You are viewing a plain text version of this content. The canonical link for it is here.
Posted to user@pig.apache.org by Dmitriy Ryaboy <dv...@gmail.com> on 2010/06/01 01:50:11 UTC

Re: UDF question

Asif,
You have to group tuples into a bag (in fact, COUNT does require this --
only DISTINCT doesn't, but that's because it's not a built-in function, but
a whole separate operator.. don't worry about it if that doesn't make
sense).
You may be able to avoid doing a group all depending on how you define your
periods by doing things like grouping on time truncated to an hour, etc.

-Dmitriy

On Mon, May 31, 2010 at 7:16 AM, Asif Jan <as...@gmail.com> wrote:

> Thanks,
>
> I was confused with the input to the exec method e.g.  Tuple. Now I
> understand that each object in tuple could be of simple or complex type.
>
> I have one more question though. The only way I was able to make my
> function work was:
>
> grunt>  ds = LOAD 'data/timeseries' using PigStorage('\t') as
> (times:double, mag1:double, err1:double, mag2:double, err2:double);
> grunt>  A = group ds all;
> grunt> B = foreach A {result = PeriodSearchFunc(ds); generate
> flatten(result);};
>
> e.g. I was forced to wrap it in a Bag and then use foreach.
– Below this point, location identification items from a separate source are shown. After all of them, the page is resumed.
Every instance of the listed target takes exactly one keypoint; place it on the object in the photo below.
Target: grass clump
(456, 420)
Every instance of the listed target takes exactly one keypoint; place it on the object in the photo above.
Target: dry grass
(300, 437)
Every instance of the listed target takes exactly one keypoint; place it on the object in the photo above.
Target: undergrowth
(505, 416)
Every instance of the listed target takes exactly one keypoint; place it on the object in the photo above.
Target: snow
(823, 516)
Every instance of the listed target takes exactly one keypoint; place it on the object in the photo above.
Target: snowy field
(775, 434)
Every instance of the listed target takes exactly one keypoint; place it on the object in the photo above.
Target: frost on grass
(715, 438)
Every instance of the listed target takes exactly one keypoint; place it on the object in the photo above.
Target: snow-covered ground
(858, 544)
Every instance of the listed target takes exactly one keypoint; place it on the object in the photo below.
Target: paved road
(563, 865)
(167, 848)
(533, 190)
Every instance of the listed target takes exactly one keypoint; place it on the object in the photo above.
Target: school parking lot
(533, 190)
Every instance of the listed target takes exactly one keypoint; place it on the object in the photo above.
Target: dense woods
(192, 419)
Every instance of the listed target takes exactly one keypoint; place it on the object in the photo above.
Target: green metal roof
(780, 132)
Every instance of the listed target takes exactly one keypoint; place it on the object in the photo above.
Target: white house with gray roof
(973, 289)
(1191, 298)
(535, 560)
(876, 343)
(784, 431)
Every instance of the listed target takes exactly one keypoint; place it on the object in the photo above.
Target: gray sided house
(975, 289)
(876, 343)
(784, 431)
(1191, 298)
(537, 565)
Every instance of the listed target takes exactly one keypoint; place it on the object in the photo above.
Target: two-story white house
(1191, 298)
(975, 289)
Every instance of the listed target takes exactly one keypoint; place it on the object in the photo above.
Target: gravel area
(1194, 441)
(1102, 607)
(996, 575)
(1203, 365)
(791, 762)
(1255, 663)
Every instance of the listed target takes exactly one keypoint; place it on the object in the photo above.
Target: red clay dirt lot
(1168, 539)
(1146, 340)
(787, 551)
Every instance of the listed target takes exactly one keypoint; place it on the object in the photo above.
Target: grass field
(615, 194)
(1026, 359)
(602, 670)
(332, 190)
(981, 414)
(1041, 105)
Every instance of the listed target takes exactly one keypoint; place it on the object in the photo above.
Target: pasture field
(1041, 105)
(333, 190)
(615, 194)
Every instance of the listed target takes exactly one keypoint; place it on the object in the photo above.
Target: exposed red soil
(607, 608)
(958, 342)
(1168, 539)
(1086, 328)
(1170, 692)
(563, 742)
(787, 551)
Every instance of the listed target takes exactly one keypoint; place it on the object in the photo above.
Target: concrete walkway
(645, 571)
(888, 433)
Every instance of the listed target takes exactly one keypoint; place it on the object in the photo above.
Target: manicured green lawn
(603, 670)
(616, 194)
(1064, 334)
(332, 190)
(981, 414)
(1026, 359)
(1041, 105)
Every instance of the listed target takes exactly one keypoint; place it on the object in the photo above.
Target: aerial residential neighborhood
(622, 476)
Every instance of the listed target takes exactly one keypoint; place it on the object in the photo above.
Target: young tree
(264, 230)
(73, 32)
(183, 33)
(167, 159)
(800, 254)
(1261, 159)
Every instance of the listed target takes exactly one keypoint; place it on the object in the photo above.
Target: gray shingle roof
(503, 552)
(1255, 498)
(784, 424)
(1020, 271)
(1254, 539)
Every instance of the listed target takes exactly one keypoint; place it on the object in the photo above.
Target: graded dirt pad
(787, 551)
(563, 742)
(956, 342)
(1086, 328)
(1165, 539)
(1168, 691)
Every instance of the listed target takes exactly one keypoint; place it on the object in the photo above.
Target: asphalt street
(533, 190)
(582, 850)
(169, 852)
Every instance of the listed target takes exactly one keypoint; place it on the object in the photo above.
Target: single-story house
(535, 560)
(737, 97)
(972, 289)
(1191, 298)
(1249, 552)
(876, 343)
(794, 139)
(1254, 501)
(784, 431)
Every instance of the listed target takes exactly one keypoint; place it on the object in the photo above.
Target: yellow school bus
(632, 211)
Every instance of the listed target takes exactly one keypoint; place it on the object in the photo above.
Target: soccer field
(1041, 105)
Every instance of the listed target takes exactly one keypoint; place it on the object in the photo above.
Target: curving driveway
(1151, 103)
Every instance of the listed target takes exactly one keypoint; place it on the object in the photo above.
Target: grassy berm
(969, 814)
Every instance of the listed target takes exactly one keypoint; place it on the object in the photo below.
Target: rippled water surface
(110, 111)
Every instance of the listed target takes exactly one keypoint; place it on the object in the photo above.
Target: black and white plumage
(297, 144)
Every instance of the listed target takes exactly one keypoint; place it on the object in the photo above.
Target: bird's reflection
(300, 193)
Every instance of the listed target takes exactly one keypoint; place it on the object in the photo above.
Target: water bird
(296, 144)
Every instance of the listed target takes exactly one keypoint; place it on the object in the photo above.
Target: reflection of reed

Is it possible
> to use it as follows:
>
>
> grunt>  ds = LOAD 'data/timeseries' using PigStorage('\t') as
> (times:double, mag1:double, err1:double, mag2:double, err2:double);
> grunt> B = PeriodSearchFunc(ds);
>
> (in the same manner as the DISTINCT or COUNT built-ins)
>
> thanks again
>
>
>
> On May 29, 2010, at 3:01 AM, Dmitriy Ryaboy wrote:
>
>  Sounds like you want an EvalFunc that returns a Bag of Tuples, with each
>> tuple having 2 fields. Pretty straightforward.
>> You don't have to implement the algebraic interface (or the accumulator
>> interface) -- those are optimizations for working with large datasets, and
>> not required for anything other than scalability.
>>
>> (hc -- chickens won't come out cause pig won't know how to serialize the
>> thing. You have to turn your chicken into a bytearray).
>>
>> -D
>>
>>
>> On Fri, May 28, 2010 at 5:29 PM, hc busy <hc...@gmail.com> wrote:
>>
>>  Couldn't you give EvalFunc<any return type> any return type? so you can
>>> just
>>> return a Bag that contains tuples of tuples, right? And it's easy because
>>> tuple is un parameterized type, (and so is Bag) so you'd declare
>>>
>>>
>>> class myUdf extends EvalFunc<Bag>{...}
>>>
>>> I haven't tried this, but some times I'm tempted to return something
>>> weird
>>> like
>>>
>>> EvalFunc<Chicken>
>>>
>>> and see chickens come out of pig. ;-) heheheheeee
>>>
>>>
>>> Anyways, in all seriousness, there is a UDF that converts data to bag
>>> (well,
>>> currently a contrib Udf, but may make into bultin) that I wrote called
>>> ToBag. here's the initial declaration for it:
>>>
>>> public class ToBag extends EvalFunc<DataBag>
>>>
>>>
>>> Your class would be declared similarly.
>>>
>>> On Fri, May 28, 2010 at 7:50 AM, Asif Jan <as...@gmail.com> wrote:
>>>
>>>  Hello
>>>>
>>>> I need some help to get started with using Pig UDF.
>>>>
>>>> I have time series data (time, magA, errA, magB, errB) e.g.
>>>>
>>>> (2345.59777,19.875,0.481,20.225,0.482)
>>>> (2347.59568,19.371,0.3,20.227,0.743)
>>>> (2351.6075,19.063,0.193,20.768,1.085)
>>>> (2354.59702,20.689,3.047,20.873,1.758)
>>>> (2356.63223,21.23,3.341,20.562,1.242)
>>>>
>>>>
>>>> and I need to apply an algorithm that searches for periods in the data.
>>>> The input to the algorithm is the  (time , magX, errX )  arrays. The
>>>>
>>> algo
>>>
>>>> returns a List of all periods found. Each entry in the List is a
>>>> (period_value , period_significance) pair.
>>>>
>>>>
>>>> How can I wrap that algo as UDF ?   do I have to use algebraic functions
>>>> (but I saw that they could only return scalar values ); what I need to
>>>> return from function is something like
>>>>
>>>> (1000.0,0.57)
>>>> (234, .45)
>>>> (100, 0.023)
>>>> (6, 0.003)
>>>>
>>>>
>>>> thanks a lot
>>>>
>>>>
>>>>
>>>>
>>>>
>>>>
>>>>
>>>>
>>>
>